The Grain Hedge Team provides a macro-focused daily view of the world’s grain markets. Kevin McNew received a bachelor’s degree from Oklahoma State University and his master’s and Ph.D. degrees in Economics from North Carolina State University. He spent 10 years as a Professor of Economics with the University of Maryland and Montana State University focusing on commodity markets and is widely regarded for his ability to boil-down complex economic situations into easy-to-understand concepts for applied life.
Can Beans Take Back $13?
Feb 04, 2014
Grains found modest support in overnight trade with soybeans within striking distance of the $13 benchmark on a 6 cent advance. Corn was also higher, but only gaining a cent while nearby March wheat posted fractional gains in the night session.
Beans found support on Monday from a drier and hotter outlook in Brazil. On Monday, USDA said private exporters reported sales of 40,000 MT of U.S. soyoil to unknown destinations for 2013/14 delivery. Back months continue to be pressured by looming South American harvest, with strong yield reports from the early harvest in Brazil. Dry weather in most soy areas of Brazil this week should limit harvest delays. Export inspections for soybeans came in at 45 MB, below expectations of 50 to 58 MB going into the report.
For corn, prices continue to inch higher and Monday’s small rally helped motivate some farmers to move cash grain. Farmer selling has been light in the New Year, and stocks in the hands of farmers seem plentiful compared to recent years so it seems that in rallies could be short-lived. Weekly export inspections were 216 MB, lower than projections of 28 to 33 MB by analysts going into the report. Overnight, a South Korean feed group bought 65,000 MT of US corn for June delivery.

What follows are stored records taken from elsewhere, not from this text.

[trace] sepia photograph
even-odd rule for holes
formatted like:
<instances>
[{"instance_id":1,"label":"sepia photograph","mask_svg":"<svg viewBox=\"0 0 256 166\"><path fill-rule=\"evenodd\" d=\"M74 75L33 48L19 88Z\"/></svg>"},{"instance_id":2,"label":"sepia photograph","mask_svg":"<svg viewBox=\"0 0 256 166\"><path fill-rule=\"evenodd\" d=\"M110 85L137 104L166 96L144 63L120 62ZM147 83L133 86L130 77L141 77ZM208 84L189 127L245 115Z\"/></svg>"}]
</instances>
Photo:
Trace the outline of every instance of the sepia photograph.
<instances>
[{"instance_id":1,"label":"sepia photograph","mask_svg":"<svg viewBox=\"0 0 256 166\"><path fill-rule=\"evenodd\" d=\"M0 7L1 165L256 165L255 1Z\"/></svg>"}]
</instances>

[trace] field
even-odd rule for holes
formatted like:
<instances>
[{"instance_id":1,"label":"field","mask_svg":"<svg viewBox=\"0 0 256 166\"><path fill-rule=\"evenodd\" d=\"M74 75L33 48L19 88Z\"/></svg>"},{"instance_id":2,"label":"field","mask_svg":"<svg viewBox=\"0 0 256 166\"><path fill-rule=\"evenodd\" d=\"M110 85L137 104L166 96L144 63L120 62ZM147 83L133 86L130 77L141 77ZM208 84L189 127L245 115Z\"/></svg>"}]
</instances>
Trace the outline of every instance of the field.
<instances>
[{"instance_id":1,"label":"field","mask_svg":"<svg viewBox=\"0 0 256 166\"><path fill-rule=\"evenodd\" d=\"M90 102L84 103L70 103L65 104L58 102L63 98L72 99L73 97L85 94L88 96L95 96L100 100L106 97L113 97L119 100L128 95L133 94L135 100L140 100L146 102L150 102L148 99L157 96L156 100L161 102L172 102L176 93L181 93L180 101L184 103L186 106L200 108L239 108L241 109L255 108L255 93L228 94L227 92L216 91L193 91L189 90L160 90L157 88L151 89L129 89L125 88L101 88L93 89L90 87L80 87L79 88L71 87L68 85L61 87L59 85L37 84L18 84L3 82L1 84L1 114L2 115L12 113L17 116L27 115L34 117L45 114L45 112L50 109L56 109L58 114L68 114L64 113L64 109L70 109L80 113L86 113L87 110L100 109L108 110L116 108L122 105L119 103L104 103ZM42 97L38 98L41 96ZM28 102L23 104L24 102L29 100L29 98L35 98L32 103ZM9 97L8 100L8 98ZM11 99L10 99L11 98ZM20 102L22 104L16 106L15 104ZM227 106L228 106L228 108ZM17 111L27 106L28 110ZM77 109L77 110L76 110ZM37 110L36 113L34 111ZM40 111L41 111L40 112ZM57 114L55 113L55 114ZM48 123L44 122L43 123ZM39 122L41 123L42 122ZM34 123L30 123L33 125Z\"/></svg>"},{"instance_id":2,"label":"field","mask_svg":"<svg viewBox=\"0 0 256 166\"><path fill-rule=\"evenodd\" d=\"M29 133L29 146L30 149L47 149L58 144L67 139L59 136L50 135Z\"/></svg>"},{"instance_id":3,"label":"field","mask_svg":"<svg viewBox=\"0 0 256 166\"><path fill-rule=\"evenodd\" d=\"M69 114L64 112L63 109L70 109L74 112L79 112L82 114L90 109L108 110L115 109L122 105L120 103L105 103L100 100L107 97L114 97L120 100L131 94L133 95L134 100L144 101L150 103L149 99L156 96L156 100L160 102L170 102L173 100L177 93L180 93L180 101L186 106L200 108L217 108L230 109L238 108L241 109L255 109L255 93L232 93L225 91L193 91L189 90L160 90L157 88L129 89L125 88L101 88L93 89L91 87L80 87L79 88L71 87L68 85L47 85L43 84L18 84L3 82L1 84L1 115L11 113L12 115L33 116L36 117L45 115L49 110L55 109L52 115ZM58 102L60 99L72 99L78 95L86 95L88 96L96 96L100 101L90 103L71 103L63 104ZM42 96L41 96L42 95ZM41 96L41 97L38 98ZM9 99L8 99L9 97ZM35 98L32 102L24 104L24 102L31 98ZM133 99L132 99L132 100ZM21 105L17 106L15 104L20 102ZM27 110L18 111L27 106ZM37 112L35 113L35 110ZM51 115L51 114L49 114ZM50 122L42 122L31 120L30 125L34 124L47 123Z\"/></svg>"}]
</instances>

In wheat, the market continues to struggle with plentiful world supplies. Weekly export inspections of US wheat were 11.6 MB below forecasts of 16 to 22 MB ahead of the report. Overnight, India offered 200,000 MT of wheat to export as it continues to try to unload 2 MMT of stockpiles in government warehouses. South Korea was a buyer of 65,000 MT of feed wheat from optional origins. Japan's Ministry of Agriculture offered on Tuesday to buy a total of 312,816 MT of food quality wheat from the United States, Canada and Australia in a regular Thursday-closing tender. Japan, the world's sixth-biggest wheat importer, keeps a tight grip on imports of its second most important staple after rice and buys the majority of the grain for milling via tenders typically issued three times a month.